Samuel Beckett è protagonista assoluto del teatro dell’assurdo, movimento novecentesco che ha sovvertito le regole drammaturgiche tradizionali per interrogarsi sull’essenza dell’esistenza umana.
Nato a Dublino nel 1906, dopo la laurea al Trinity College in lingue e letterature moderne si avvicina al pensiero di Dante, Racine e Proust.
Il legame con la filosofia è altrettanto significativo, l’autore studierà infatti il pensiero di Cartesio e Spinoza, mostrando interesse per il pessimismo filosofico di Schopenhauer e le idee esistenzialiste di Kierkegaard. Tuttavia, ha sempre cercato di rompere gli schemi letterari. Il capolavoro “Waiting for Godot”, in italiano "Aspettando Godot", del 1953, ne è un esempio.
Il teatro dell’assurdo si caratterizza per la rappresentazione della condizione umana come priva di sostanza e per l’utilizzo di dialoghi senza raziocinio apparente, caratteristica che lascia spazio a molte domande. In "Waiting for Godot”, i protagonisti, Vladimir ed Estragon, attendono invano un misterioso personaggio, il cui arrivo è continuamente posticipato.
La trama diventa l’opportunità per esplorare temi esistenziali come il tempo, l’indugio e l’alienazione.

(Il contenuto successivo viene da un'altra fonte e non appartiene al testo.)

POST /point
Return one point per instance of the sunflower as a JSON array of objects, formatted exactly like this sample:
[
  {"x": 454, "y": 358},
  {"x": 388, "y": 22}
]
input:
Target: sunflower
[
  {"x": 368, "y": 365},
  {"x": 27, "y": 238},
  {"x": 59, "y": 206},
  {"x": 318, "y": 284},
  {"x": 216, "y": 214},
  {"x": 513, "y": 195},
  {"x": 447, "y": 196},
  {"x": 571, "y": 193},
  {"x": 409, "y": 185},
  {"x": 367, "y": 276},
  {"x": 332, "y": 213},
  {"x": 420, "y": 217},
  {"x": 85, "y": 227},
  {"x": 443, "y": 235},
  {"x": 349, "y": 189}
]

Le reazioni della critica sono state differenti: da un lato, c’è chi celebra la capacità dell’opera di mettere a nudo le fragilità umane, dall’altro chi critica questo modo di dire senza spiegare.
L’opera è stata definita una delle più grandi tragedie comiche mai scritte da critici come Martin Esslin, che nel suo saggio “The Theatre of the Absurd”, (Il Teatro dell'Assurdo) ne ha riconosciuto l’importanza storica e artistica.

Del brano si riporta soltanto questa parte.